The AI models tested — including OpenAI’s “o3” and Google’s Gemini 2.5 Pro — significantly outperformed human experts, with o3 scoring 43.8% and Gemini 37.6% on difficult practical lab questions. Human virologists averaged only 22.1% in their own fields of expertise.
“These results make me a little nervous,” said Seth Donoughe, a SecureBio scientist and co-author of the study. “For the first time, virtually anyone could access an expert-level guide on how to carry out sensitive biological procedures — with no oversight.”
The questions posed in the study mirrored real-world lab challenges that aren’t typically answered in academic literature or online. They included troubleshooting virus culturing protocols — the kind of knowledge often gained only through years of lab experience.
The potential upside of this capability is significant. AI could speed up disease detection, vaccine development, and improve diagnostics worldwide. “These models could help scientists in lower-resourced countries conduct meaningful research on local diseases,” said Dr. Tom Inglesby of the Johns Hopkins Center for Health Security.

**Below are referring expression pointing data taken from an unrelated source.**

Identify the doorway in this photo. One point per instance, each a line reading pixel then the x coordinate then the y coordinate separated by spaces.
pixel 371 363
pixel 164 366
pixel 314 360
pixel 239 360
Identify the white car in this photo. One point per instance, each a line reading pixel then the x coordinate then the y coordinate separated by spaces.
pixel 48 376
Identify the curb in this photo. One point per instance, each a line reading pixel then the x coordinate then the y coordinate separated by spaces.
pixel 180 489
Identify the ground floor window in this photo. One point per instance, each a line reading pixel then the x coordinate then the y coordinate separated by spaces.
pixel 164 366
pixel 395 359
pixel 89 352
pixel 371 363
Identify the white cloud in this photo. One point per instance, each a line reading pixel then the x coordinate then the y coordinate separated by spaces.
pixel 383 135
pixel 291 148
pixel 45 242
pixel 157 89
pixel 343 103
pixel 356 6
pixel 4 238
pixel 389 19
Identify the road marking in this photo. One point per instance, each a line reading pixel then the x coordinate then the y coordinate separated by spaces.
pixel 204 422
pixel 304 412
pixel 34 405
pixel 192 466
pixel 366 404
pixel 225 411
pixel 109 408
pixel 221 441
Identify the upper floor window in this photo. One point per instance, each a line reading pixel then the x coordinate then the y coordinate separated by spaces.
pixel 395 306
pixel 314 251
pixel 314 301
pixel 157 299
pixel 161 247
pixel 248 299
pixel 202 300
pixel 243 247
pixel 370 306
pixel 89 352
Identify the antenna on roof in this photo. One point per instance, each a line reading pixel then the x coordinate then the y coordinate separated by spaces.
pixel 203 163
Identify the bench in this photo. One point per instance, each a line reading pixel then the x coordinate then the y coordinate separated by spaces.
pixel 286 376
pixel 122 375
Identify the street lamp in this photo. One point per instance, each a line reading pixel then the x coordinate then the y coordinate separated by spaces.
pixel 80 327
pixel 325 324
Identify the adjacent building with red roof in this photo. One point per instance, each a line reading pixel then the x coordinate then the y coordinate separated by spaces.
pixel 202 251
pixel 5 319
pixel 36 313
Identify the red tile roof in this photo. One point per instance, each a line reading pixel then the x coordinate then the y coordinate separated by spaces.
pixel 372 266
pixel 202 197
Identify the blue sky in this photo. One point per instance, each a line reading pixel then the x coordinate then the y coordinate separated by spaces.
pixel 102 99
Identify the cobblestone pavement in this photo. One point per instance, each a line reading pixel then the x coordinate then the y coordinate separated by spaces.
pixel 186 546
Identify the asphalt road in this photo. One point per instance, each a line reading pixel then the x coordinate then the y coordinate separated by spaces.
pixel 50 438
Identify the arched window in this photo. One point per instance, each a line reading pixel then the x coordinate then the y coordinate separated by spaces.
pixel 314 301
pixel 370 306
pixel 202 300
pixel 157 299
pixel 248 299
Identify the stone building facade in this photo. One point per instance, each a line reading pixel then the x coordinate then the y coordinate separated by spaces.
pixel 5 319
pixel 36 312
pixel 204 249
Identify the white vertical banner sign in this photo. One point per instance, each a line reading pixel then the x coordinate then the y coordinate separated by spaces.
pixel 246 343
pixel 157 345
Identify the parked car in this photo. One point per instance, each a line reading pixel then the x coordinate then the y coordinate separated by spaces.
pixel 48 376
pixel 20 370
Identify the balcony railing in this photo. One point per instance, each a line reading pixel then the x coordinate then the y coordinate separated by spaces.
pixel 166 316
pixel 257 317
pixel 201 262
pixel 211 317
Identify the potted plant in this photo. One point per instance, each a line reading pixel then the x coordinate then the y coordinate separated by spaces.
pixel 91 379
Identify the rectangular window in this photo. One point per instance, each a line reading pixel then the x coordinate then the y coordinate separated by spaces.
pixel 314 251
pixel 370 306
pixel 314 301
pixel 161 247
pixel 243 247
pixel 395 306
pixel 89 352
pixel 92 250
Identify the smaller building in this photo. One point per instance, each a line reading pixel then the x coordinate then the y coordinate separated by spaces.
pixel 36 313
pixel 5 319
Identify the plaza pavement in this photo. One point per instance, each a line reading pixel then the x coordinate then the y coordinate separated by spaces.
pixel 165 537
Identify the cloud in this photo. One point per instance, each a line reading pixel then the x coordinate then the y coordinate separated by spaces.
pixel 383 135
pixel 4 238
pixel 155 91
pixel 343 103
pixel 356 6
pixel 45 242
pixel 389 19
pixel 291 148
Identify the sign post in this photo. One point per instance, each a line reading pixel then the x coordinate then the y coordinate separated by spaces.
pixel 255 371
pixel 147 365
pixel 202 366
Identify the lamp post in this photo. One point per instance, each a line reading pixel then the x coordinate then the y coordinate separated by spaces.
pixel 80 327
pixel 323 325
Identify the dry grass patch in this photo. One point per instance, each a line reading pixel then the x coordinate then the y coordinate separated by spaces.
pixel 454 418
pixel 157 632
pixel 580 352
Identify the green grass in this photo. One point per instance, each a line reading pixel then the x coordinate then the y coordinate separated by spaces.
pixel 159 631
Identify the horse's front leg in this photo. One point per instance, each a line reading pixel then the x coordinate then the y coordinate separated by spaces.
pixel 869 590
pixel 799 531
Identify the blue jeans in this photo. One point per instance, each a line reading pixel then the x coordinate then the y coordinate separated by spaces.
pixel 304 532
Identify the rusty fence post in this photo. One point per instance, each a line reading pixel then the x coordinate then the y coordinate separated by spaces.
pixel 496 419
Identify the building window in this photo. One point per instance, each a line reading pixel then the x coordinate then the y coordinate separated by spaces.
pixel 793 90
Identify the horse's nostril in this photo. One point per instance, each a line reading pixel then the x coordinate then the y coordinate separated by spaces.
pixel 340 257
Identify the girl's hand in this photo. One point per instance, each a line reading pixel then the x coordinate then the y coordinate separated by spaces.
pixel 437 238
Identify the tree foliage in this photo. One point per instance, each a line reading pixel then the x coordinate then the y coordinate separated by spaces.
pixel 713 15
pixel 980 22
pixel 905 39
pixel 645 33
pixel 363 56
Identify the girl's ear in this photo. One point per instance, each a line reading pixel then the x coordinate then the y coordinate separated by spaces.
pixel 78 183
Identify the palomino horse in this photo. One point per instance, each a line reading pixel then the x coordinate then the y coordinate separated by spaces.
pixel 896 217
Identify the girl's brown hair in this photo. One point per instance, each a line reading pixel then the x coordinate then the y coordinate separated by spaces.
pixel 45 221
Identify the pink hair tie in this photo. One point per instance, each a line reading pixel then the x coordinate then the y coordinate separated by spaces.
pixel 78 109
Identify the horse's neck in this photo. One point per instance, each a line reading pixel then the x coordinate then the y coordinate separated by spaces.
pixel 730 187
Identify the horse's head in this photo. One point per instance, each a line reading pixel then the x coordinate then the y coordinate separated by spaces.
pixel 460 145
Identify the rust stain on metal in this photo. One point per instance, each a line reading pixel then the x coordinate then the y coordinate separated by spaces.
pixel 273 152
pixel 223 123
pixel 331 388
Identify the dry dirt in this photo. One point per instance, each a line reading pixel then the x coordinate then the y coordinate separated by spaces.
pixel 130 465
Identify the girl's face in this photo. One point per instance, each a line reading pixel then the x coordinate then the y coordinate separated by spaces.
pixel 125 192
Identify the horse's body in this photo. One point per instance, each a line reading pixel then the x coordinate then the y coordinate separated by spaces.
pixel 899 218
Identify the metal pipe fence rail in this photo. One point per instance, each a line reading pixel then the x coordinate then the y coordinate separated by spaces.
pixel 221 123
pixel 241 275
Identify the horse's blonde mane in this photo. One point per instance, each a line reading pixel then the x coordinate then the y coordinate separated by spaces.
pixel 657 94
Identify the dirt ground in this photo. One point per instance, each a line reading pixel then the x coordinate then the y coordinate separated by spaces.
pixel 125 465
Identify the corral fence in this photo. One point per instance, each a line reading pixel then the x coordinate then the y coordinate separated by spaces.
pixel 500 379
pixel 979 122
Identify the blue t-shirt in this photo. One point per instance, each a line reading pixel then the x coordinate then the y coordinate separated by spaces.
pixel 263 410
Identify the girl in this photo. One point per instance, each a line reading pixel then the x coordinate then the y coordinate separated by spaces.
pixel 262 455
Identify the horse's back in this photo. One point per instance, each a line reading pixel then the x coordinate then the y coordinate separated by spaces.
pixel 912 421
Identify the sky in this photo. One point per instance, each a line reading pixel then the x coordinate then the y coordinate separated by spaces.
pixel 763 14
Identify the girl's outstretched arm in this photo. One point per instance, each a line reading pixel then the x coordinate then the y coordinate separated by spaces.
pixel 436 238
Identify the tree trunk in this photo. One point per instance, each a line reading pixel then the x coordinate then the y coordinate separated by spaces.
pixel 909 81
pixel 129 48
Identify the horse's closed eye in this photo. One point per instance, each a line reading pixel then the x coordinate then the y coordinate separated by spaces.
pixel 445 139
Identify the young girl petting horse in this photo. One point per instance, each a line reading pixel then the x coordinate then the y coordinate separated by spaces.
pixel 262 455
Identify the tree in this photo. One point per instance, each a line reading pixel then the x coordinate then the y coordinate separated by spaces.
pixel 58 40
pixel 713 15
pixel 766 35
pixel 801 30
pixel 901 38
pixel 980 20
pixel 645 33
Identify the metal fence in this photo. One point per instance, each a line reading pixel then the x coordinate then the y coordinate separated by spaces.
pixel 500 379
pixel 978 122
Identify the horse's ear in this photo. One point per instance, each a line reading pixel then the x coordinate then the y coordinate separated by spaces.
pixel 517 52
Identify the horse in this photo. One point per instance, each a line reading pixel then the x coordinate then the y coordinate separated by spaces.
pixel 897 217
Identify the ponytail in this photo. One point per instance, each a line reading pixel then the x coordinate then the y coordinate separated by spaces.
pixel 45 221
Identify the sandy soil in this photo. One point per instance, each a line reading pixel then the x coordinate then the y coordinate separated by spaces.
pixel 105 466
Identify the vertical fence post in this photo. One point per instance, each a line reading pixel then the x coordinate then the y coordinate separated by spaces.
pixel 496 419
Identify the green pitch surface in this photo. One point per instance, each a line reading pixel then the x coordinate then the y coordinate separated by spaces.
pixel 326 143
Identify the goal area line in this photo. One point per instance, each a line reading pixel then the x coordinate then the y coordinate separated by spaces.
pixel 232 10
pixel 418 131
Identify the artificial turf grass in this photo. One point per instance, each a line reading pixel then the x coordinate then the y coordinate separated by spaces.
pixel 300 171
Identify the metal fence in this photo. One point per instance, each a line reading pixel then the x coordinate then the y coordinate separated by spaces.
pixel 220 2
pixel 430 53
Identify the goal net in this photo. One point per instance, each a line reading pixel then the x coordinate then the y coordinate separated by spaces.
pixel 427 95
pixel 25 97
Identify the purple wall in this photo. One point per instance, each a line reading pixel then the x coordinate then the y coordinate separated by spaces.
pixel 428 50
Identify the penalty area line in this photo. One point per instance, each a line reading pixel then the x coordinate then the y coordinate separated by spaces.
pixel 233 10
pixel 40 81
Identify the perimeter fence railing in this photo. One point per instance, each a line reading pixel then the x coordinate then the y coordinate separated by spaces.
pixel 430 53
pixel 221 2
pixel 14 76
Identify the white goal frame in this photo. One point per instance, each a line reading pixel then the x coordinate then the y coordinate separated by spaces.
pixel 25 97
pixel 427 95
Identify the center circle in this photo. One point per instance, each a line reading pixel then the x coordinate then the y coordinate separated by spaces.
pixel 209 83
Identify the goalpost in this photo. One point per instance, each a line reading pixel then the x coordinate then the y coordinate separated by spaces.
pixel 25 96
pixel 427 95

However, the same tools could also be misused. Experts warn that powerful AI systems could assist malicious actors in developing biological weapons without the training typically required to work in high-security labs.
In response to the study, several AI companies took preliminary steps to address the risks. Elon Musk’s xAI released a risk management framework in February. OpenAI said it implemented new biological safeguards in its latest models and ran a thousand-hour red-teaming campaign. Anthropic noted the study in system documentation, while Google declined to comment.
Researchers are now calling for stronger regulation. “Self-regulation alone isn’t enough,” said Inglesby. “We need governments to step in with policies to evaluate AI systems before they’re released — especially if they could be misused to cause pandemics.”
As AI becomes more adept in scientific domains, the challenge ahead lies in balancing innovation with responsibility — ensuring tools designed to save lives don’t inadvertently put them at risk.